Auron Shares Preclinical Data on AUTX-703 for Various Cancers

Auron Therapeutics, a biotechnology firm specializing in advanced targeted therapies, has unveiled promising data on its leading compound, AUTX-703, at major scientific conferences in Barcelona and Carlsbad. The new data showcases the compound's effectiveness in degrading KAT2A/B, a key histone acetyltransferase implicated in various cancers, including small cell lung cancer (SCLC), neuroendocrine prostate cancer (NEPC), castration-resistant prostate cancer (CRPC), and acute myeloid leukemia (AML).

AUTX-703 is an orally bioavailable heterobifunctional degrader designed to target and eliminate KAT2A/B, thereby disrupting the growth and survival of cancer cells. The compound leverages Auron's proprietary AURIGIN platform, which employs artificial intelligence and machine learning to identify oncogenic cell states and develop precise cancer therapies.

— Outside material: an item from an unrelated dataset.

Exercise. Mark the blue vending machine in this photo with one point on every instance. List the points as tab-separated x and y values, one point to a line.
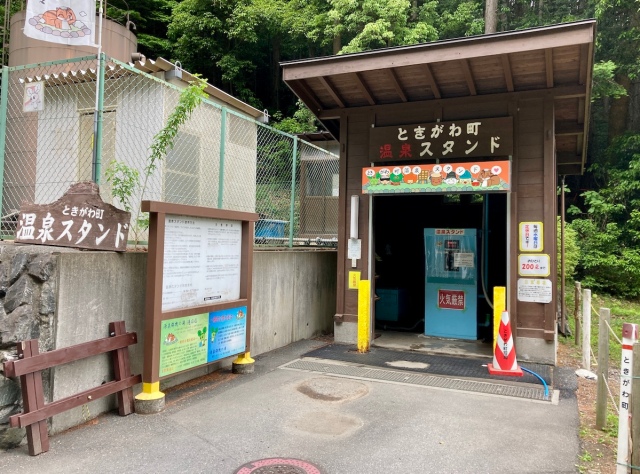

Research presented at the EORTC-NCI-AACR (ENA) Symposium and the Prostate Cancer Foundation (PCF) Annual Scientific Retreat highlighted several key findings. In preclinical studies, AUTX-703 demonstrated potent degradation of KAT2A/B and induced significant tumor growth inhibition and cell differentiation in SCLC and NEPC models. In laboratory settings, AUTX-703 effectively degraded KAT2A/B at very low concentrations, resulting in notable inhibition of cell growth and promotion of a more differentiated cell state.

Further, the compound showed impressive results in patient-derived organoids. In 12 out of 16 SCLC-derived organoids treated with AUTX-703 for 10 to 18 days, there was a marked inhibition of tumor growth coupled with cell state differentiation. Additionally, in vivo experiments using SCLC patient-derived xenograft models revealed that oral administration of AUTX-703 led to significant, dose-dependent tumor growth inhibition and cell differentiation.

In NEPC studies, AUTX-703 maintained its potency, with 2 out of 5 patient-derived organoids demonstrating substantial growth inhibition and cell state differentiation after treatment. The compound also exhibited effectiveness in a prostate cancer cell line resistant to Enzalutamide, a commonly used therapy. Treatment with AUTX-703, both alone and in combination with Enzalutamide, reduced cell growth and diminished key signaling pathways involved in cancer cell survival.

Kate Yen, Ph.D., Founder and Chief Executive Officer of Auron Therapeutics, expressed enthusiasm about the potential of AUTX-703. She emphasized the compound's ability to selectively target and degrade KAT2A/B, resulting in significant tumor inhibition across various cancer models. Dr. Yen also highlighted the role of the AURIGIN platform in identifying new therapeutic targets and developing advanced cancer treatments.

Auron Therapeutics plans to submit an Investigational New Drug (IND) application for AUTX-703 by late 2024, with the aim of initiating clinical trials in early 2025. The company's broader mission focuses on leveraging its AURIGIN platform to pioneer the next generation of targeted cancer therapies, addressing both solid tumors and hematologic malignancies.

With these promising preclinical results, AUTX-703 stands out as a potential breakthrough in targeted cancer therapy, offering new hope for patients with challenging cancer types. The upcoming clinical trials will further evaluate its safety and efficacy, potentially paving the way for new, effective treatments for cancers driven by KAT2A/B.